In the context of the Uyuni open source project I am looking to optimize a Python commandline tool (draft PR).

My commandline is:

py-spy record --native --output spacewalk-repo-sync-trace.json --format speedscope --function -- /usr/bin/python3 -u /usr/bin/spacewalk-repo-sync --channel sles12-sp5-updates-x86_64 --type yum --non-interactive

The program initially spawns 5 download threads that quit midway of the execution. After download is done, there is some processing, which is all I care for.

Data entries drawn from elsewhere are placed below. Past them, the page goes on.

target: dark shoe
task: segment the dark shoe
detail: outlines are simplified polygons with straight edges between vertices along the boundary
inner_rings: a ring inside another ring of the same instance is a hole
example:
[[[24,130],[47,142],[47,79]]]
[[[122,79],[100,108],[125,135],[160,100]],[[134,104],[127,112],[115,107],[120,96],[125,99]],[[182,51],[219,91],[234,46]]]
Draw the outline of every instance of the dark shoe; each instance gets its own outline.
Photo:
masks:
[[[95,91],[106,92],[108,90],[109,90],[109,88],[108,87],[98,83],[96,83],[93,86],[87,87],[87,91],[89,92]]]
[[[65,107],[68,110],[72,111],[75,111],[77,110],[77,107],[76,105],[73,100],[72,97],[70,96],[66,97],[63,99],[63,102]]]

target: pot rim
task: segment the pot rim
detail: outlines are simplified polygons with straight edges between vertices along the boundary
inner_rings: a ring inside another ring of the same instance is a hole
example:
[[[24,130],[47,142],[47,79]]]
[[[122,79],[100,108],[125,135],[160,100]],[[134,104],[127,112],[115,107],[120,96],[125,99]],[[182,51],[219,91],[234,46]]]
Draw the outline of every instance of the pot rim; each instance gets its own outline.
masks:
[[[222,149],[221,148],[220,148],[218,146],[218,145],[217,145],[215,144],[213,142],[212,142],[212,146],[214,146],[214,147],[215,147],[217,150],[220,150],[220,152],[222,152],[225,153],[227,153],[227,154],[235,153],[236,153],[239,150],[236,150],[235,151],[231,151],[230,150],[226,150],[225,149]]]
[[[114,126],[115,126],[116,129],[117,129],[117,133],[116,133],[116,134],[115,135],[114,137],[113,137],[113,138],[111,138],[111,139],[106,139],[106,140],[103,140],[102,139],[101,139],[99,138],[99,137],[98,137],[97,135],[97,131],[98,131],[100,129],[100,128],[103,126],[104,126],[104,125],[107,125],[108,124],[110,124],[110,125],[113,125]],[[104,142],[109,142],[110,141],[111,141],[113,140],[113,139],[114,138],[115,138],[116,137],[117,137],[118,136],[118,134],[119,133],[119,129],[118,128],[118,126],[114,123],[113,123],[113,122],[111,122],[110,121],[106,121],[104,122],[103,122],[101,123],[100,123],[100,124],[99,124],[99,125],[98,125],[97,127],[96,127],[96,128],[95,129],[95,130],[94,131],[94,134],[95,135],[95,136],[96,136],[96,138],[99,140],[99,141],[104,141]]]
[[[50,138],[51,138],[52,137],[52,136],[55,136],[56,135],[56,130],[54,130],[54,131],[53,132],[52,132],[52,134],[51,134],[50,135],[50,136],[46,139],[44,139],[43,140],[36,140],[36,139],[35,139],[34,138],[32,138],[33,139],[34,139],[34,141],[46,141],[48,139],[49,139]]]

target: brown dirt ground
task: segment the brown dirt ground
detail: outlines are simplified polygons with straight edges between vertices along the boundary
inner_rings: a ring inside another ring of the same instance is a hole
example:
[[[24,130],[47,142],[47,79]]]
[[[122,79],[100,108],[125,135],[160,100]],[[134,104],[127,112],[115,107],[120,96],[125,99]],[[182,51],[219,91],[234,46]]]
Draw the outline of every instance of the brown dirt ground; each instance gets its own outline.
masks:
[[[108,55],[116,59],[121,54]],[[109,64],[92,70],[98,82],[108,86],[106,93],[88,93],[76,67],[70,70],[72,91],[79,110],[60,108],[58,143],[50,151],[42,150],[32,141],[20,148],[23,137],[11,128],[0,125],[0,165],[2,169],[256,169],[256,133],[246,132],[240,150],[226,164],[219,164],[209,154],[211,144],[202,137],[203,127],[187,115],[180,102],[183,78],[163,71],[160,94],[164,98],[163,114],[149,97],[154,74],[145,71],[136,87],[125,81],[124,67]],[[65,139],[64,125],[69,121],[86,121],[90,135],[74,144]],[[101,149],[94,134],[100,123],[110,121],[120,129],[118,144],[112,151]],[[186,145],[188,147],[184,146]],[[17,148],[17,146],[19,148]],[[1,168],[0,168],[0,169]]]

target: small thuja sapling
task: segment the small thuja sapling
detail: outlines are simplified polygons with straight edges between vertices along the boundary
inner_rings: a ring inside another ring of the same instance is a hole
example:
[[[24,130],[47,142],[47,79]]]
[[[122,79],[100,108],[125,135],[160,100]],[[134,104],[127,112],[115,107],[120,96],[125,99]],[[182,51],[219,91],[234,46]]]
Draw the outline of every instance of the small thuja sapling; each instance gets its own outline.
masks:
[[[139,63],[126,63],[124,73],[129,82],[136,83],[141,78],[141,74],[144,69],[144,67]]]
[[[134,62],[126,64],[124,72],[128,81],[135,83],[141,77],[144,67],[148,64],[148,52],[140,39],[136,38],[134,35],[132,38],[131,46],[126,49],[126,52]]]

Strange factoid 1: according to speeedscope's "Time Order", the flame chart and even the raw output, all threads were somewhat active until the very last moment - I see stack traces from the download threads even close to the end. It's as if they were all interleaved - when in fact they were not (I did check with ps -T).

I patched a particular function called processCapabilities, which only works on the single main thread after all downloading is done. Before the latest patch in the above PR, it looked like one of the biggest offenders:

Screenshot from 2020-03-24 16-35-42

After the patch, it takes only 3% down from 18%! Good job!

Screenshot from 2020-03-24 16-37-39

...except that's not actually the case, the run time is actually longer. According to py-spy outputs, it's as if all other function calls magically became longer to more than compensate the saving in processCapabilities, which made little sense.

Finally I measured it with an extra block like the following:

        start_time = timeit.default_timer()
        ...processCapabilities(...)...
        elapsed = timeit.default_timer() - start_time
        global total
        total += elapsed
        log(total)

Strange factoid 2: the total duration actually got much worse with the patch instead of much better: total used to be 25% of the program run time (wall clock time) and after my patch it's 41%.

Strange factoid 3: py-spy does indeed sample ~100 times per second according to the number reported in standard output when the program terminates. But the number of samples in the bottom-most element of the flame graph/flame chart/speedscope is much lower, for example, in a run of 657s I got 65733 samples, but the bottom most element in the flame graph has 37229. That does not change if I use --threads and look at the all element. Where have all the other samples gone? Could this be the culprit?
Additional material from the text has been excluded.